LIMIT THEOREMS FOR THE EMPIRICAL DISTRIBUTION FUNCTION OF SCALED INCREMENTS OF ITO SEMIMARTINGALES AT HIGH FREQUENCIES
成果类型:
Article
署名作者:
Todorov, Viktor; Tauchen, George
署名单位:
Northwestern University; Duke University
刊物名称:
ANNALS OF APPLIED PROBABILITY
ISSN/ISSBN:
1050-5164
DOI:
10.1214/13-AAP965
发表日期:
2014
页码:
1850-1888
关键词:
models
inference
motion
摘要:
We derive limit theorems for. the empirical distribution function of de-volatilized increments of an Ito semimartingale observed at high frequencies.
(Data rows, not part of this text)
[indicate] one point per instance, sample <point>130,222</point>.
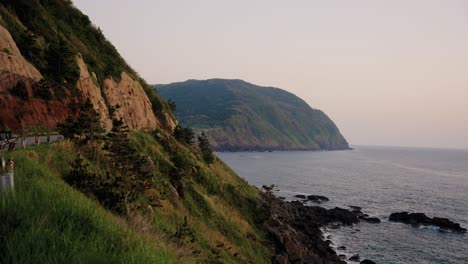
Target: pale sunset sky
<point>388,72</point>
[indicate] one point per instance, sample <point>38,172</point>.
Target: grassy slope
<point>238,114</point>
<point>46,220</point>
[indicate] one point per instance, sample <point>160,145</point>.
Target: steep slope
<point>53,59</point>
<point>237,115</point>
<point>135,194</point>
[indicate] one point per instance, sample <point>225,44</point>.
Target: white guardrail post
<point>7,182</point>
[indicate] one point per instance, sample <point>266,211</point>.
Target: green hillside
<point>121,196</point>
<point>237,115</point>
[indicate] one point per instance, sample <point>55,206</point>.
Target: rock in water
<point>355,258</point>
<point>372,220</point>
<point>366,261</point>
<point>300,196</point>
<point>317,198</point>
<point>422,219</point>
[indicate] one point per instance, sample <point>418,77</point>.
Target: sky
<point>386,72</point>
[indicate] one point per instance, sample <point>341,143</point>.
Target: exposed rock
<point>89,90</point>
<point>422,219</point>
<point>355,258</point>
<point>11,60</point>
<point>317,198</point>
<point>300,196</point>
<point>372,220</point>
<point>131,103</point>
<point>295,228</point>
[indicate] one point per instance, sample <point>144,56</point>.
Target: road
<point>29,141</point>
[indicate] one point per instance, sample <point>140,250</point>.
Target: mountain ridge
<point>244,116</point>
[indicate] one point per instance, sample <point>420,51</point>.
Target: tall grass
<point>46,221</point>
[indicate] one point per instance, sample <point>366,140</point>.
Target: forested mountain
<point>237,115</point>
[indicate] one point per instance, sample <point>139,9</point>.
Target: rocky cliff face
<point>130,102</point>
<point>15,113</point>
<point>126,97</point>
<point>11,60</point>
<point>89,90</point>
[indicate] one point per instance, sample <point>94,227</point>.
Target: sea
<point>381,180</point>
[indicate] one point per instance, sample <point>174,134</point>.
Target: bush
<point>205,148</point>
<point>184,134</point>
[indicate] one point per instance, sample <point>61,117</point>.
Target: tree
<point>61,63</point>
<point>205,148</point>
<point>86,125</point>
<point>20,90</point>
<point>184,134</point>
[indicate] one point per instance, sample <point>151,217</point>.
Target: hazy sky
<point>388,72</point>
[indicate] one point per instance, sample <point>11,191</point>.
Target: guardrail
<point>23,142</point>
<point>7,182</point>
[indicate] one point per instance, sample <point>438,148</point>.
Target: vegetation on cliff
<point>236,115</point>
<point>131,197</point>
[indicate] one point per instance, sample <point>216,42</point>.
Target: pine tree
<point>205,148</point>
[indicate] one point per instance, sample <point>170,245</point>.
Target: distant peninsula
<point>240,116</point>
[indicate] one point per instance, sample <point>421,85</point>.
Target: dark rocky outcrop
<point>295,228</point>
<point>355,258</point>
<point>366,261</point>
<point>421,219</point>
<point>372,220</point>
<point>300,196</point>
<point>317,198</point>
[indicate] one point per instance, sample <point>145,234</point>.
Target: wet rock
<point>355,258</point>
<point>300,196</point>
<point>317,198</point>
<point>421,219</point>
<point>295,230</point>
<point>372,220</point>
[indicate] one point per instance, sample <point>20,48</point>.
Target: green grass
<point>46,221</point>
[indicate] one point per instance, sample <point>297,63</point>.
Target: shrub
<point>205,148</point>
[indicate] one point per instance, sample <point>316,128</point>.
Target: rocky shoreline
<point>296,230</point>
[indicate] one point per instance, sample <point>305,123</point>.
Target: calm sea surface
<point>381,180</point>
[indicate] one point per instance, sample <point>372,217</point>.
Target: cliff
<point>237,115</point>
<point>53,59</point>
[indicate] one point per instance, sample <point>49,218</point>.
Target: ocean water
<point>381,180</point>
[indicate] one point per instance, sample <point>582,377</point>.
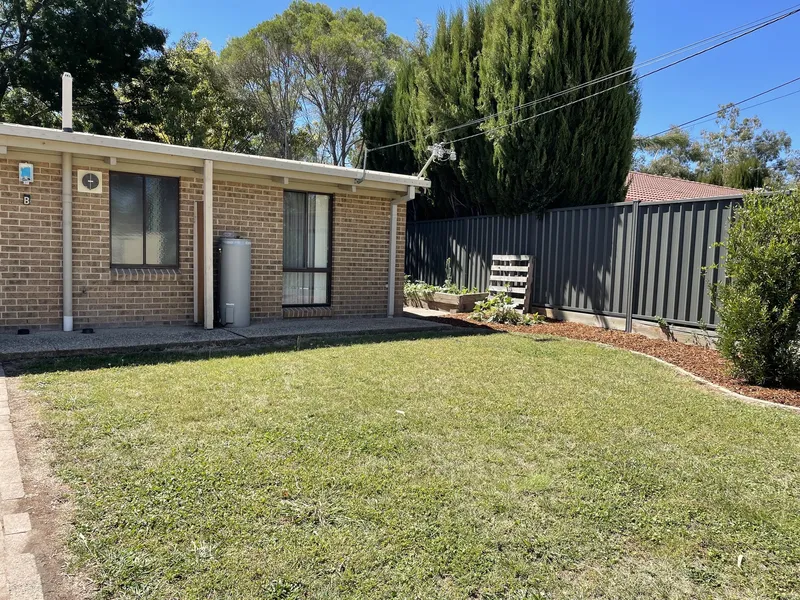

These devolatilized increments are formed by suitably rescaling and truncating the raw increments to remove the effects of stochastic volatility and large jumps. We derive the limit of the empirical c.d.f. of the adjusted increments for any Ito semimartingale whose dominant component at high frequencies has activity index of 1 < beta <= 2, where beta = 2 corresponds to diffusion. We further derive an associated CLT in the jump-diffusion case. We use the developed limit theory to construct a feasible and pivotal test for the class of Ito semimartingales with nonvanishing diffusion coefficient against Ito semimartingales with no diffusion component.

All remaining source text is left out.